Burning Question: Why Being Dead Is Really Good for a Celeb’s Bank Account?

Leslie Gornstein
Stop The Presses!

Michael Jackson, Elvis Presley, Elizabeth Taylor — they're all just as rich, if not richer, in death as they were in life. How come?

They’re not only wealthier in death; they’re also shinier than some of the biggest living names out there right now. Per Forbes, Jackson made $160 million over the past year, topping the very alive Madonna, who made about $125 million.

So why is The Gloved One able to make it rain all the way from Heaven?

Several reasons. First, he was hugely influential in life, just like Bettie Page or Jenni Rivera or Presley or Taylor or Bob Marley. So it’s only natural that folks would still want to spend money on a dead star’s movies or music.

"These are people who had dramatic impact on our lives and culture," says Mark Roesler, CEO of CMG Worldwide, which manages the intellectual property of celebrities both dead and alive. "Michael Jackson was the greatest entertainer of all time.

"And if you look at [the late] Jenni Rivera or Bettie Page, both of which are clients, you see people who also had dramatic impact on our culture. Bettie, as Hugh Hefner once pointed out, started the sexual revolution in our country, and she was someone at the forefront of sexuality and pushing the boundaries. She is someone that people still want relate to — almost like James Dean, a rebel in her own way."

While a good amount of Jackson's posthumous income is from his music catalog and video sales, the biggest chunk comes from the cash-generating licensing deal with Cirque du Soleil. The touring show "Immortal" has grossed more than $300 million since opening a year ago, while the Las Vegas-based "One" has been printing money at the Mandalay Bay since the curtain went up in May.

Presley, likewise, owes a chunk of his income to continuing music sales and the enduring tourist popularity of Graceland (strangely enough, Cirque's Elvis-themed Viva Preseley was never the cash cow that the troupe's Beatles or Jackson shows have been).

The Bob Marley name helps sell everything from speakers, to tote bags to, yes, coffee (apparently lots of fans crave a mug of Buffalo Soldier brew).
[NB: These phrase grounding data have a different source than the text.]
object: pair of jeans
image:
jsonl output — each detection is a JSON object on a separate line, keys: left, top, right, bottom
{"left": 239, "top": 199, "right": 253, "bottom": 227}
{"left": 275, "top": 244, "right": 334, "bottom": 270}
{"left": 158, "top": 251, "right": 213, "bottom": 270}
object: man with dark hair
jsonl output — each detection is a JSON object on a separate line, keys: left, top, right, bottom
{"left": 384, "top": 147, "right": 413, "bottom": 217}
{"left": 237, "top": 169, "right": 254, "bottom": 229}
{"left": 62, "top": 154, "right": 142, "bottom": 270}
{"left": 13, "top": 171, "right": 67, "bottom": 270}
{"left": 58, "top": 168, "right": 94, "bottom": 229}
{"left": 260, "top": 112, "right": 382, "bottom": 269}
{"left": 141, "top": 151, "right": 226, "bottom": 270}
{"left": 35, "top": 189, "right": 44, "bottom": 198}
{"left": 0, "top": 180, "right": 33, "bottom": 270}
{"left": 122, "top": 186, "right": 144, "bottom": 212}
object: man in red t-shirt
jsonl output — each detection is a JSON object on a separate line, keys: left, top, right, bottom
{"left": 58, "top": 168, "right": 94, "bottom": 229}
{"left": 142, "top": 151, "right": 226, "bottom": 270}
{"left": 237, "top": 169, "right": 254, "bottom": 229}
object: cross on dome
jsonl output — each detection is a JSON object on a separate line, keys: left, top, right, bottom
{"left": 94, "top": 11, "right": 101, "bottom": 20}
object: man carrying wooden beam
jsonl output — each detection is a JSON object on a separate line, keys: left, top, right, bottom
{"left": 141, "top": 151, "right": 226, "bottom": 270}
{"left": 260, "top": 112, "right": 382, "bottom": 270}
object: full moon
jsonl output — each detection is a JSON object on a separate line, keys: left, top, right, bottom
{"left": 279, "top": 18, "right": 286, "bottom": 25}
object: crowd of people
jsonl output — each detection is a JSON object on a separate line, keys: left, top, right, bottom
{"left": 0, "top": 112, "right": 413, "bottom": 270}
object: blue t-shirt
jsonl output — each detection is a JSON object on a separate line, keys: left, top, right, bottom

The newcomer on the list, Rivera has doubled her career album sales since her death in a plane crash last December; her autobiography, released in July has sold 400,000 copies.

The other reason why stars like Jackson keep getting paid after death is a bit...delicate. Put it this way: Sure, the guy can no longer earn money with new recordings or concerts or personal appearances. But he also can’t blow any of that money on, say, Neverland or pet monkeys or bronze statues of Peter Pan or expensive court cases involving young boys. (According to testimony at the recent wrongful death trial, Jackson was in debt for a whopping $400 million-$500 million at the time of his 2009 death; the trustees of his estate have done a remarkable job turning that around.)

Plus, when a star is dead, he or she doesn’t run the risk of creating a fresh scandal that can ruin a profitable image.

"With Michael Jackson, fans can just look at his legacy that he left behind, the impact he had, and there is no new controversy that is going to surface," Roesler explains.

Lastly, a smart company like CMG can often rebrand a celebrity once he or she has passed away, essentially downplaying the less desirable parts of a celebrity’s image in favor of aspects that can bring in more money in licensing deals.

"Back in the early '80s, when were representing the Presley estate, we wanted to focus only on the early Elvis," Roesler says. As a result, memories of the older, heavier Elvis faded, and we were left only with the skinnier, cuter rockabilly boy who, just in the last 12 months, earned a whopping $55 million.